Of Saintly Jawbones And Tear-Filled Eyes

I’ve seen the relics of St Anthony. Yesterday I stood in line and filed quietly past his jawbone, tongue and vocal chords in the Basilica di Sant’Antonio. To be honest, I was in the queue before I realised where it was leading and it was only when I suddenly saw what looked like someone’s dentures that I realised what it was I was looking at.


My husband and I are visiting Italy at the moment, whilst Ramadan continues in Riyadh. Milan, Verona, and now Padua. Soon we will join my daughter in Tuscany.


St Anthony is the patron saint of Padua. He died just outside the city in 1231.  I already knew that he’s the saint to pray to when you’ve lost something. (I have a friend who often lights a candle to St Anthony when I’ve lost something. It does often turn up.) I didn’t realise he was also an eloquent preacher; hence the particular relevance of these relics. He’s an omnipresent figure in Padua. Even the small cookies we bought yesterday came with a St Anthony sticker.


Inside the Basilica and grounds there were pilgrims everywhere. They lined the cloisters. They wrote prayer requests for things they’d lost on small pieces of paper. They reached out to touch the dark stone tomb of St Anthony, praying aloud with eyes shut and heads bowed. One woman stood alone in a corner and held a rosary. Her lips moved in silent incantation as her fingers went from one bead to another.
We sat a while observing and then left through the gift shop. By the exit we passed a desk where pilgrims paid one euro and handed in their prayer requests. The process was not entirely clear, but as I looked at money and paper changing hands, the word indulgences suddenly came to mind.


Standing outside in the bright sunlight, the Basilica was quite unlike any other church I’d ever seen.
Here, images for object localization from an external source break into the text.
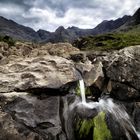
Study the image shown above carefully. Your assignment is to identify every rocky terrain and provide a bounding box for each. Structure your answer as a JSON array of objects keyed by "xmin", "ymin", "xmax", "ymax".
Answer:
[{"xmin": 0, "ymin": 41, "xmax": 139, "ymax": 140}]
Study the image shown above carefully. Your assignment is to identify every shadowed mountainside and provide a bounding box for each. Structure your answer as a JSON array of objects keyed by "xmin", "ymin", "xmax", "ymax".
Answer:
[{"xmin": 1, "ymin": 8, "xmax": 140, "ymax": 43}]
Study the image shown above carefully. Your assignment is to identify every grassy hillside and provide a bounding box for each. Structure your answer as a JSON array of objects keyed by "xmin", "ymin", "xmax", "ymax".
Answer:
[{"xmin": 73, "ymin": 25, "xmax": 140, "ymax": 51}]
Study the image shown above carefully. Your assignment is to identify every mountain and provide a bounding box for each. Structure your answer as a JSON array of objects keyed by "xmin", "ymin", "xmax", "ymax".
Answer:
[
  {"xmin": 0, "ymin": 7, "xmax": 140, "ymax": 43},
  {"xmin": 38, "ymin": 26, "xmax": 93, "ymax": 43},
  {"xmin": 92, "ymin": 15, "xmax": 131, "ymax": 34},
  {"xmin": 0, "ymin": 16, "xmax": 41, "ymax": 41},
  {"xmin": 116, "ymin": 8, "xmax": 140, "ymax": 32},
  {"xmin": 37, "ymin": 15, "xmax": 131, "ymax": 43},
  {"xmin": 73, "ymin": 8, "xmax": 140, "ymax": 51}
]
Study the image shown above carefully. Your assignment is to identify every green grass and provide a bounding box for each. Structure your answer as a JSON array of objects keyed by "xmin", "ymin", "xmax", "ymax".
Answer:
[{"xmin": 73, "ymin": 25, "xmax": 140, "ymax": 51}]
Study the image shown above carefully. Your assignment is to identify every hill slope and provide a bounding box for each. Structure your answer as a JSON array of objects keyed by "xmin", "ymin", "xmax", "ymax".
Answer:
[{"xmin": 0, "ymin": 16, "xmax": 41, "ymax": 41}]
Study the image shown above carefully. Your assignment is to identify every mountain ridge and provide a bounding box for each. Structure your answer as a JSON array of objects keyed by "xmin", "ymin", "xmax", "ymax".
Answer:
[{"xmin": 0, "ymin": 8, "xmax": 139, "ymax": 43}]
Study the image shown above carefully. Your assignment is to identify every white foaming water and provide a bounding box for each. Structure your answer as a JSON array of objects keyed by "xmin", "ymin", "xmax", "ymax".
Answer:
[
  {"xmin": 79, "ymin": 79, "xmax": 86, "ymax": 104},
  {"xmin": 137, "ymin": 132, "xmax": 140, "ymax": 139},
  {"xmin": 78, "ymin": 79, "xmax": 139, "ymax": 140},
  {"xmin": 79, "ymin": 79, "xmax": 99, "ymax": 109}
]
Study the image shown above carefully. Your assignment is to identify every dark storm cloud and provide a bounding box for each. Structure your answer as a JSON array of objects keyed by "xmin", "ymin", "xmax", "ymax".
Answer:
[
  {"xmin": 0, "ymin": 0, "xmax": 33, "ymax": 9},
  {"xmin": 0, "ymin": 0, "xmax": 140, "ymax": 31}
]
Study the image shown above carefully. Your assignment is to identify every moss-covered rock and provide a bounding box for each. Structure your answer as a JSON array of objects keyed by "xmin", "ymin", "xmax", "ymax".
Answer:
[
  {"xmin": 94, "ymin": 112, "xmax": 112, "ymax": 140},
  {"xmin": 75, "ymin": 112, "xmax": 112, "ymax": 140},
  {"xmin": 75, "ymin": 117, "xmax": 94, "ymax": 140}
]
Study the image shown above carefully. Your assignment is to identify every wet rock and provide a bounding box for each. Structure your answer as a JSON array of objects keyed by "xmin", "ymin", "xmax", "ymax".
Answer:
[
  {"xmin": 106, "ymin": 113, "xmax": 139, "ymax": 140},
  {"xmin": 110, "ymin": 81, "xmax": 140, "ymax": 101},
  {"xmin": 75, "ymin": 61, "xmax": 104, "ymax": 87},
  {"xmin": 75, "ymin": 103, "xmax": 99, "ymax": 119},
  {"xmin": 133, "ymin": 102, "xmax": 140, "ymax": 132}
]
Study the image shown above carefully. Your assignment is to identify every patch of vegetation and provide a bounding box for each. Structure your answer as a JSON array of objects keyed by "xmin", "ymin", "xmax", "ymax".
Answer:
[
  {"xmin": 0, "ymin": 35, "xmax": 15, "ymax": 46},
  {"xmin": 94, "ymin": 112, "xmax": 112, "ymax": 140},
  {"xmin": 75, "ymin": 117, "xmax": 94, "ymax": 139},
  {"xmin": 75, "ymin": 112, "xmax": 112, "ymax": 140},
  {"xmin": 73, "ymin": 27, "xmax": 140, "ymax": 51}
]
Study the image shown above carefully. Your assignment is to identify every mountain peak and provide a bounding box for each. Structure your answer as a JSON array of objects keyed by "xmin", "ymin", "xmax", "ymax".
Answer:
[
  {"xmin": 134, "ymin": 8, "xmax": 140, "ymax": 16},
  {"xmin": 55, "ymin": 26, "xmax": 65, "ymax": 32},
  {"xmin": 132, "ymin": 8, "xmax": 140, "ymax": 24}
]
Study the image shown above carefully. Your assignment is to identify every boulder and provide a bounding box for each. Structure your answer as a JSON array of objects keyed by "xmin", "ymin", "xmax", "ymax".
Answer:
[
  {"xmin": 0, "ymin": 92, "xmax": 66, "ymax": 140},
  {"xmin": 105, "ymin": 46, "xmax": 140, "ymax": 90},
  {"xmin": 0, "ymin": 55, "xmax": 81, "ymax": 92},
  {"xmin": 110, "ymin": 81, "xmax": 140, "ymax": 100}
]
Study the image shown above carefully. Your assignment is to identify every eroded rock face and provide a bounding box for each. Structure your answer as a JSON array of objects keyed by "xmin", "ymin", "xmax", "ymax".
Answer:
[
  {"xmin": 105, "ymin": 46, "xmax": 140, "ymax": 90},
  {"xmin": 86, "ymin": 45, "xmax": 140, "ymax": 99}
]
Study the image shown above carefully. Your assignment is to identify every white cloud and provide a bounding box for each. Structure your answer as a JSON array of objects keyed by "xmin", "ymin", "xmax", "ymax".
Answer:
[
  {"xmin": 22, "ymin": 7, "xmax": 103, "ymax": 31},
  {"xmin": 0, "ymin": 3, "xmax": 24, "ymax": 16},
  {"xmin": 0, "ymin": 0, "xmax": 140, "ymax": 31}
]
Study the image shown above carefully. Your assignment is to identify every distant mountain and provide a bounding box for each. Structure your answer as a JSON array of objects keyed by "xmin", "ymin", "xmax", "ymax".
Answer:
[
  {"xmin": 92, "ymin": 15, "xmax": 131, "ymax": 34},
  {"xmin": 0, "ymin": 8, "xmax": 139, "ymax": 43},
  {"xmin": 37, "ymin": 15, "xmax": 131, "ymax": 43},
  {"xmin": 38, "ymin": 26, "xmax": 93, "ymax": 43},
  {"xmin": 0, "ymin": 16, "xmax": 40, "ymax": 41},
  {"xmin": 116, "ymin": 8, "xmax": 140, "ymax": 32},
  {"xmin": 73, "ymin": 8, "xmax": 140, "ymax": 51}
]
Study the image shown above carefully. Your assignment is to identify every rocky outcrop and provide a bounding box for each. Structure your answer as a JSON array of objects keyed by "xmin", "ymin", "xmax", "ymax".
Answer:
[{"xmin": 0, "ymin": 42, "xmax": 140, "ymax": 140}]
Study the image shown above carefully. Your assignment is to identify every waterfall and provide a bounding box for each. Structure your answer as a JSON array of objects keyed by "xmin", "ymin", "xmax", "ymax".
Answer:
[
  {"xmin": 79, "ymin": 79, "xmax": 86, "ymax": 104},
  {"xmin": 78, "ymin": 79, "xmax": 139, "ymax": 140}
]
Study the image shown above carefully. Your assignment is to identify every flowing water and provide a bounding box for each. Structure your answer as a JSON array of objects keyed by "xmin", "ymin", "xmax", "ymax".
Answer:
[{"xmin": 78, "ymin": 79, "xmax": 139, "ymax": 140}]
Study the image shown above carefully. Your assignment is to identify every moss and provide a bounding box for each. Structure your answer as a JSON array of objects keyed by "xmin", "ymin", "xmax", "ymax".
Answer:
[
  {"xmin": 76, "ymin": 117, "xmax": 94, "ymax": 139},
  {"xmin": 94, "ymin": 112, "xmax": 112, "ymax": 140},
  {"xmin": 85, "ymin": 87, "xmax": 92, "ymax": 96},
  {"xmin": 75, "ymin": 112, "xmax": 112, "ymax": 140},
  {"xmin": 75, "ymin": 82, "xmax": 81, "ymax": 96}
]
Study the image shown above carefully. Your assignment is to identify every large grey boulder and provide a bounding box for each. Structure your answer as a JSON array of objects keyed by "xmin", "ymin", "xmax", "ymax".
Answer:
[
  {"xmin": 0, "ymin": 55, "xmax": 81, "ymax": 92},
  {"xmin": 105, "ymin": 45, "xmax": 140, "ymax": 90},
  {"xmin": 4, "ymin": 93, "xmax": 65, "ymax": 140}
]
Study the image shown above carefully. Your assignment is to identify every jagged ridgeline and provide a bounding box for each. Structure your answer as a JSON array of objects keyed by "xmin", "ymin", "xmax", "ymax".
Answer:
[{"xmin": 0, "ymin": 8, "xmax": 140, "ymax": 43}]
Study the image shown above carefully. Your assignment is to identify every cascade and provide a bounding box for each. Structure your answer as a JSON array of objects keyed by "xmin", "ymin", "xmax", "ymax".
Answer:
[{"xmin": 78, "ymin": 79, "xmax": 139, "ymax": 140}]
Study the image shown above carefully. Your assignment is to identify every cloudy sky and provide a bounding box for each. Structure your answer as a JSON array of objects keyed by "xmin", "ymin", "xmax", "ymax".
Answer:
[{"xmin": 0, "ymin": 0, "xmax": 140, "ymax": 31}]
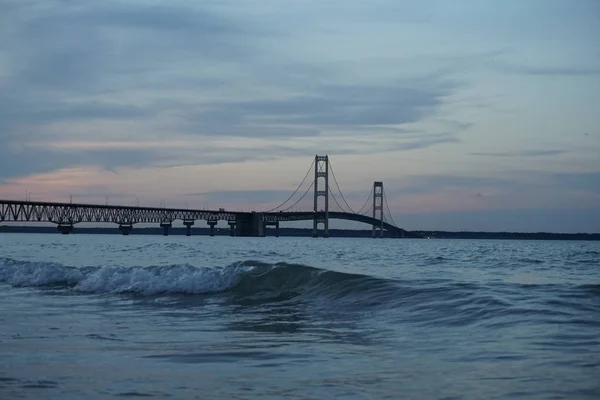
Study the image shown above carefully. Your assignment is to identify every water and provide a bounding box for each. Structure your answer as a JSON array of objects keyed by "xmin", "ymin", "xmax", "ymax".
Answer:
[{"xmin": 1, "ymin": 234, "xmax": 599, "ymax": 399}]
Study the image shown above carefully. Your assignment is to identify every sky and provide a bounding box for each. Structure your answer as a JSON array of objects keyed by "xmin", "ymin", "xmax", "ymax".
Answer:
[{"xmin": 0, "ymin": 0, "xmax": 599, "ymax": 233}]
Its eight domes and minaret-like bell towers gave it an almost Middle Eastern look. However, there was nothing Middle Eastern about the church bells that we heard each morning from our small hotel just a stone’s throw away.
Coming from Riyadh, where the call to prayer permeates our very existence, church bells were music for the soul.
Leaving the faithful behind, we wandered through Padua’s medieval cobbled streets, towards the Cappella degli Scrovegni and Giotto’s frescoes. I’d studied these and seen pictures of them, but to really see them as and where they’d been painted was a pretty exciting prospect.
Well, it should have been exciting. I don’t know whether it was the intensity of the sunlight or something that got into my eyes but by the time we’d got into the chapel my eyes were streaming.
Everytime I looked up at the blue star-studded roof of the chapel or wanted to see a particular artistic detail I had to reach for a tissue and wipe at my watering eyes. Those round about must have been pretty impressed at the depth of my emotional response to Giottos’s art.
Walking back to our hotel, we passed the Universita Palazzo Centrale.  Galileo had taught here from 1592 to 1610 and I’d read that it was possible to see his battered desk and podium. This was definitely another place I wanted to visit.
However, with my eyes still running, I knew it was not going to be today. Better instead to retreat to the air-conditioned cool and shade of our hotel.
Galileo would have to wait ’til tomorrow.